The authors perform an admirable service in detailing the history of the senior civil service in the United States from the early twentieth century until the mid-1990s. . . . Reform of the civil service, and the executive branch in general, is a continuing quest in U.S. government. This quest has extended over many decades but may be little closer to producing the type of civil service sought by reformers. This volume tells a great deal about the history of this quest.
Every time control of the U.S. presidency is passed from one party to another, the entire top layer of the executive branch changes. Thousands of men and women take down their pictures, pack up their desks, and move back into private life, just as others dust off their pictures and move in. The U.S. stands alone in this respect.
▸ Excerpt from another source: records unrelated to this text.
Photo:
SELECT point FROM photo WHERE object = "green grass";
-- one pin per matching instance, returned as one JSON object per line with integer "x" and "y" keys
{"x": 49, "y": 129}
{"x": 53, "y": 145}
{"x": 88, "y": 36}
Nearly every other advanced democracy is managed-save for elected officials and a few top aides-by an elite cadre of top civil servants selected by highly competitive examinations.Hudleston and Boyer tell the story of U.S. efforts to develop higher civil service, beginning with the Eisenhower administration and culminating in the passage of the Civil Service Reform Act of 1978. Arguing that the highly-politicized U.S. system simply hasn't worked, they examine why and how reform efforts have failed and offer a series of recommendations for the future.
Huddleston and Boyer offer a well-written and carefully documented account of various attempts to bring a 'higher civil service' to the US. . . . Highly recommended for all academic libraries.